Thursday, July 31, 2014

The Silkworm by Robert Galbraith

The Silkworm by Robert Galbraith

Cormoran Strike is doing a steady business as a private investigator since he solved the Lula Landry murder.  He and Robin, his receptionist, have just about all casework they can handle when the distraught wife of a reasonably successful writer walks through the door.  Her husband is missing, she’s pretty sure she knows where he is, she just needs Strike to go get him and convince him to come home.  Of course nothing is ever that simple.  After searching for the missing man for a few days Strike finds him, somewhere other than where the wife thought he would be, quite dead, quite gruesomely dead.  Now Strike is trying to stay out of the way of the police while also trying to solve the murder since his client is sitting in jail and Strike is convinced she didn’t do it.

I really enjoyed the first book in the series, The Cuckoo’s Calling, and I thought Galbraith (a.k.a.

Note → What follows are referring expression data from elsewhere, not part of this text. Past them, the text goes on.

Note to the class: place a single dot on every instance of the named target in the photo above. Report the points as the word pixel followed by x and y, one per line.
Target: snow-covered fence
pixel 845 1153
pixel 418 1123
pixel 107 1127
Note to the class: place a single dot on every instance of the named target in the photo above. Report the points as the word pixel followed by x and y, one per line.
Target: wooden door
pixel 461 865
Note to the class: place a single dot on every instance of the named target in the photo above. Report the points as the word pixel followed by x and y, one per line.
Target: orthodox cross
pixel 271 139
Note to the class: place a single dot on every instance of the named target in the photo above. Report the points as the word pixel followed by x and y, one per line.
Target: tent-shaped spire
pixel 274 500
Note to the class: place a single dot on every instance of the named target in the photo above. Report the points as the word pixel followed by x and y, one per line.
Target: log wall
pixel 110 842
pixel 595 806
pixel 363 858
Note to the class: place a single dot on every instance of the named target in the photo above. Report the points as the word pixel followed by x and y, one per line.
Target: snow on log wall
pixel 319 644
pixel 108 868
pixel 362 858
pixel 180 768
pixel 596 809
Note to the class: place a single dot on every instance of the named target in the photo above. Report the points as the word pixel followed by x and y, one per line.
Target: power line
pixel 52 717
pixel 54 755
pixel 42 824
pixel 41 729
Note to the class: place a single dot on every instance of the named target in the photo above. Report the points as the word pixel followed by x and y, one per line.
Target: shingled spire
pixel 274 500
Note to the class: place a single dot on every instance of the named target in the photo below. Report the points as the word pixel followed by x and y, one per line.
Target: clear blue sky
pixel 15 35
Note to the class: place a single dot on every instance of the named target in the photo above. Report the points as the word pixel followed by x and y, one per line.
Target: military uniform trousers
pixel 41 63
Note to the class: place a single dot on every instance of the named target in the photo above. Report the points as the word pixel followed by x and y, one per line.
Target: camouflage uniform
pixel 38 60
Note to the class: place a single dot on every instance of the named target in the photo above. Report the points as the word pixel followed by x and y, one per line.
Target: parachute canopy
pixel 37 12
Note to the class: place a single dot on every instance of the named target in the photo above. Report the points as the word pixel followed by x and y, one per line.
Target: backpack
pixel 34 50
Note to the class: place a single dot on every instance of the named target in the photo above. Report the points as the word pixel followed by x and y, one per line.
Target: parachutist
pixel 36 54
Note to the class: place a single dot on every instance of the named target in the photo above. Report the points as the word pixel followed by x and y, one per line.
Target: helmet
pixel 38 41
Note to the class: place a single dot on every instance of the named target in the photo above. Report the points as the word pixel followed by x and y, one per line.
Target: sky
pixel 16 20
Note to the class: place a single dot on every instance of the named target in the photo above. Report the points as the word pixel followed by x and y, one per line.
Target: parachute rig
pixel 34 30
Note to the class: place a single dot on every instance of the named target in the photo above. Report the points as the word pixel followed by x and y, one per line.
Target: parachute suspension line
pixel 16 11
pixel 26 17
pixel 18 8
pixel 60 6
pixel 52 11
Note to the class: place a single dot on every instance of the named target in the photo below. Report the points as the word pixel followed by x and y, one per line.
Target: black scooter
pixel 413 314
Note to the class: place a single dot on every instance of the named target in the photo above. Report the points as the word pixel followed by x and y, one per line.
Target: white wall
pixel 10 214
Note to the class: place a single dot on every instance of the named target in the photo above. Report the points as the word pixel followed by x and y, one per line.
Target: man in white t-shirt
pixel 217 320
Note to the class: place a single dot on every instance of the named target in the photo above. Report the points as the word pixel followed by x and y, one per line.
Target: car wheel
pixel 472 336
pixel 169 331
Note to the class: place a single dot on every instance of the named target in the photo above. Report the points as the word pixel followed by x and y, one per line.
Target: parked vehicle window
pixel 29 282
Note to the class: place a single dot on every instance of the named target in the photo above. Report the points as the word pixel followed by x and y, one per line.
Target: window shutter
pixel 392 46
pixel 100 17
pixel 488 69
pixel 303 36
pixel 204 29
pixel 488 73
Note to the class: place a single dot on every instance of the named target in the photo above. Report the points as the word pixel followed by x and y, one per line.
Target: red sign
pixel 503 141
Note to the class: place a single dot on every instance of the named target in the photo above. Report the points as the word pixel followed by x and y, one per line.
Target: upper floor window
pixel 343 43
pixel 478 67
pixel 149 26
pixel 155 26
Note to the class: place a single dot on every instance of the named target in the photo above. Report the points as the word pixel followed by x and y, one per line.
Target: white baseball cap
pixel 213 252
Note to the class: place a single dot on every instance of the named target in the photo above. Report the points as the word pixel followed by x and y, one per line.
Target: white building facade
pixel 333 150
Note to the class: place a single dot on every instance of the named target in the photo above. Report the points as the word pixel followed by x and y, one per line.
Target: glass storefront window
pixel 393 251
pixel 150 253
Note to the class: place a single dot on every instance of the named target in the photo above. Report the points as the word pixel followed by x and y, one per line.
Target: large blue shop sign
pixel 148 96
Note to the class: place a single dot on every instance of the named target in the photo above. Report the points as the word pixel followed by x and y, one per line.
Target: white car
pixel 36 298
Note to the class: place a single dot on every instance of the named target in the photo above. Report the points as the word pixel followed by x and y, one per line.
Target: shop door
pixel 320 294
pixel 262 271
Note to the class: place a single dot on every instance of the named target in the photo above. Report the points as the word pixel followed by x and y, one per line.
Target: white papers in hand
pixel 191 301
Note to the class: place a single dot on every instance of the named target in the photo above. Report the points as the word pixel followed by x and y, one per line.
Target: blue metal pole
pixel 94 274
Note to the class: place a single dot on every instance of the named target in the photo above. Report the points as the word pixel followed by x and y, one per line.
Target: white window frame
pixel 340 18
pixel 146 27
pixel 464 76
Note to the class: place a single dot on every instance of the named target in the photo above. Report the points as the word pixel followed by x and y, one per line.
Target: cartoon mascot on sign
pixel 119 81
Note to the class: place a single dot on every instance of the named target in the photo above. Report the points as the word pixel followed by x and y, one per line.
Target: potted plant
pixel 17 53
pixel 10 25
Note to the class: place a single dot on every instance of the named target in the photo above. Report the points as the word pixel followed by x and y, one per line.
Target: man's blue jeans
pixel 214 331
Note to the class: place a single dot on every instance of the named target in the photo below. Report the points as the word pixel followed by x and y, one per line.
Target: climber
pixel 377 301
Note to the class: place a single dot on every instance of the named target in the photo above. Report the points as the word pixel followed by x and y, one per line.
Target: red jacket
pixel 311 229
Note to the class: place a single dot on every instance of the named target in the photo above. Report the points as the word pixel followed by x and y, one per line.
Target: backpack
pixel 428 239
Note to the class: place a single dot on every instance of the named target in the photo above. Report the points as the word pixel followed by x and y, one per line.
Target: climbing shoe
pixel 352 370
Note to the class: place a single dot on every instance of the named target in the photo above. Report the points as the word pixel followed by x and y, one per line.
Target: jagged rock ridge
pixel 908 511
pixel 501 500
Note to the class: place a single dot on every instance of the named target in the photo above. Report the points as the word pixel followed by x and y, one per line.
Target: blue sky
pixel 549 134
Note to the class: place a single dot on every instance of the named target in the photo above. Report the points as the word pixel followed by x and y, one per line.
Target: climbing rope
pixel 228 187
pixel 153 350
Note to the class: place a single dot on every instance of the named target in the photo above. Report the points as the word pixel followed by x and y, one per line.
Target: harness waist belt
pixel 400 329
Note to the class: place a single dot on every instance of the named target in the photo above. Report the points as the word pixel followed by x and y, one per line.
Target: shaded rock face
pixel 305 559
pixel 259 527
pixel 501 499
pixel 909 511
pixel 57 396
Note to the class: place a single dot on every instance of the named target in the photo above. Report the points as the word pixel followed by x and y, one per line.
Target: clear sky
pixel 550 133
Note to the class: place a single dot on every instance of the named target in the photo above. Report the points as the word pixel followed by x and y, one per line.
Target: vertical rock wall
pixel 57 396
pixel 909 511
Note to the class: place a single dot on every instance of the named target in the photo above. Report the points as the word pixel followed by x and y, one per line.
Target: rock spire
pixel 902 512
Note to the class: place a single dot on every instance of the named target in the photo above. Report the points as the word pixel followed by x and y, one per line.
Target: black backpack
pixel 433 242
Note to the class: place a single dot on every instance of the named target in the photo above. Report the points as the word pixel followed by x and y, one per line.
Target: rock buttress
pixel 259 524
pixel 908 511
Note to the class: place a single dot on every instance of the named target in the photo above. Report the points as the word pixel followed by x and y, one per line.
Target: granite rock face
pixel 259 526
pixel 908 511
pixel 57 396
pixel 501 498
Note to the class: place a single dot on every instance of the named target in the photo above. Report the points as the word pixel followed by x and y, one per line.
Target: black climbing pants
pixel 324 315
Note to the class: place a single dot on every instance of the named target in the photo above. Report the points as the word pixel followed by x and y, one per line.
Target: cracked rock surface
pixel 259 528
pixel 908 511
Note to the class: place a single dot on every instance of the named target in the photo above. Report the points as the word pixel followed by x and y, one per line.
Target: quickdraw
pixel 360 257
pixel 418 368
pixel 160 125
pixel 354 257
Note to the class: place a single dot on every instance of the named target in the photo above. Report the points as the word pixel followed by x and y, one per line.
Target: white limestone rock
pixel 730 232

J.K. Rowling) would have a hard time topping it but she did.  And she did it very well.  I could not stop reading this book on the plane, time I really should have been sleeping, but I was so absorbed in the story I just kept paging through even though I was completely exhausted.  The best part to me was that I had an inkling who committed the murder, but I couldn’t put my finger on why.  When the detective started unfolding his reasoning I had my aha! moment and felt amateur sleuth-like myself.

If you like old-fashioned hardboiled detective mysteries you will enjoy Cormoran Strike.